The scene where the girl Mimi went to the door of Rodolfo for candlelight, it felt highly relatable to me of how a romance blooms in a coincidence. I do not remember if that has ever happened to me, but it was a romantic scene that every girl dream for in real life. Also, now that I think back, I was low-key judging the poet Rodolfo for not being the prince charming in storybooks. He was not financially doing well, and he did not look fit enough. That was a funny thought I had when watching the scene.
When Mimi introduced herself, she said she was an innocent girl who made a living by embroidering flowers on dresses and she loved making roses. She stayed in a little white room every day and appreciated the beauty of flowers. Her name was Lucia, but people called her Mimi-and I realized that it was a classic introduction of a girl in fairytales, such as Cinderella! Cinderella was friends with birds and rats, never been treated well by her stepmom and stepsisters but nevertheless remained a nice girl with wonderful disposition. She was neither social nor wealthy, and she never desired much more of life. She was pitiable, but pretty. Does that gain affection from males and make them more chivalrous? That is interesting to think about. Also, it made me think a lot about the definition of feminity, or of an ideal female.
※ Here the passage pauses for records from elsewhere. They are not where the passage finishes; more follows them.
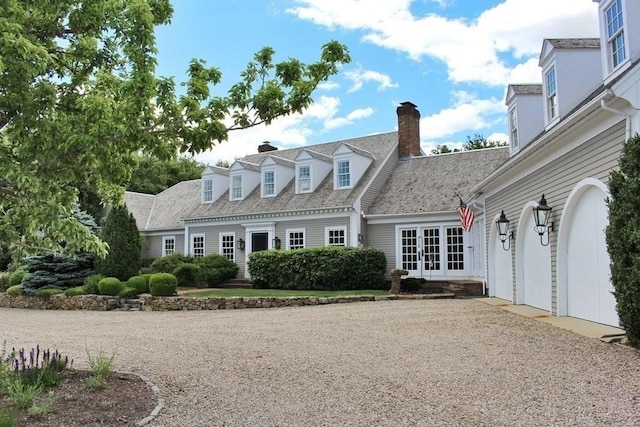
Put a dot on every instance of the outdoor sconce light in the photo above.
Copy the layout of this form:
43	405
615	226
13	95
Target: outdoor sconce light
276	242
541	215
240	244
503	231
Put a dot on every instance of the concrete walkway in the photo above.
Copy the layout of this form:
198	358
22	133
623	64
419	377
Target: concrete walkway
579	326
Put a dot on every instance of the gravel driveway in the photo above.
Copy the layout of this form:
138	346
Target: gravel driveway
385	363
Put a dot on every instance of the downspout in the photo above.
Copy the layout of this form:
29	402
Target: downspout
627	117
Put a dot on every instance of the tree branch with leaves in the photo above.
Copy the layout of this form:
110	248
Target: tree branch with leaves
79	100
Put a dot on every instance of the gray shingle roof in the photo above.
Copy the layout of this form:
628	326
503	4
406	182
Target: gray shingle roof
183	200
432	183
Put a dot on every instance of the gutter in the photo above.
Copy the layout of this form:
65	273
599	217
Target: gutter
627	117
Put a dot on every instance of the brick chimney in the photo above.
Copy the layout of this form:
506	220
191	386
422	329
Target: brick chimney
408	130
266	146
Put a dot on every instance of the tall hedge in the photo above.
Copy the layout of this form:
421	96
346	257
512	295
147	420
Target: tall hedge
121	233
623	237
326	268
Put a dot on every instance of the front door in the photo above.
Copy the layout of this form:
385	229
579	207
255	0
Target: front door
259	242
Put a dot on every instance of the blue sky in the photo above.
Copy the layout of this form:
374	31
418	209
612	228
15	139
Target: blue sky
452	58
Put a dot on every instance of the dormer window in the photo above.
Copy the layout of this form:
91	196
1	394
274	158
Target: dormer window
615	33
513	129
268	184
236	187
304	179
207	190
552	95
344	174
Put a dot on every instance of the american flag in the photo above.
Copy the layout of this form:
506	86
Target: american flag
466	216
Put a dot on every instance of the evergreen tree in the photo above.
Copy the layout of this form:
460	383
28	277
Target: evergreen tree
623	238
120	232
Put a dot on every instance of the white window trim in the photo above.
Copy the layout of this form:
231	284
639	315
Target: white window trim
232	187
192	241
164	244
299	190
233	244
344	187
336	228
288	232
263	184
514	143
204	181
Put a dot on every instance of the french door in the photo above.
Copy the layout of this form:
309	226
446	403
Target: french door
431	251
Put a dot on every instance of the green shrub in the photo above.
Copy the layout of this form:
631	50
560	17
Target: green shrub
139	283
128	292
622	238
90	283
110	286
4	280
163	284
169	263
186	274
72	292
47	292
16	277
327	268
14	290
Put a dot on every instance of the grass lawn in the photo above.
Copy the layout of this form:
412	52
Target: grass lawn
281	293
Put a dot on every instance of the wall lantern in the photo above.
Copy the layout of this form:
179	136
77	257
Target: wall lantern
541	215
276	242
503	231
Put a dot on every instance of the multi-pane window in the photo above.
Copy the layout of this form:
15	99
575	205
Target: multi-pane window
344	174
236	187
455	249
615	32
295	239
197	245
227	246
268	183
513	125
552	96
336	236
304	179
432	249
168	245
409	249
207	191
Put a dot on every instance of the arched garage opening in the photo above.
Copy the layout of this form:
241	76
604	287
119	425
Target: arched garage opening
584	285
500	266
533	264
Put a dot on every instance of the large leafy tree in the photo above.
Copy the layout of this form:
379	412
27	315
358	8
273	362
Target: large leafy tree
79	97
623	238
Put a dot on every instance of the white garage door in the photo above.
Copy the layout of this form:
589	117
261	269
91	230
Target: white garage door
589	290
536	274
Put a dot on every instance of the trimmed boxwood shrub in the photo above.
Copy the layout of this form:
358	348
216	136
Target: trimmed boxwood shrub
47	292
110	286
128	292
72	292
16	277
14	290
163	285
326	268
139	283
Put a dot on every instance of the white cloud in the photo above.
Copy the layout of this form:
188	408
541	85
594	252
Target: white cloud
477	50
359	77
465	115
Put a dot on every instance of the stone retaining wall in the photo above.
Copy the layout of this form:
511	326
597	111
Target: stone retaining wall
149	303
Being quiet, somewhat naive and fragile like a rose sounds like how she depicted herself, and it was highly attractive to the poet(or is it a trait prevalent in females considered traditionally attractive?).
The most memorable and unique part to me about this performance is the english subtitles on top of the stage. Before La Boheme, I have never been to a performance of another language. Technically, I went to “The tear of St. Peters” earlier this semester which was in Italian, but we did not have subtitles for the performance.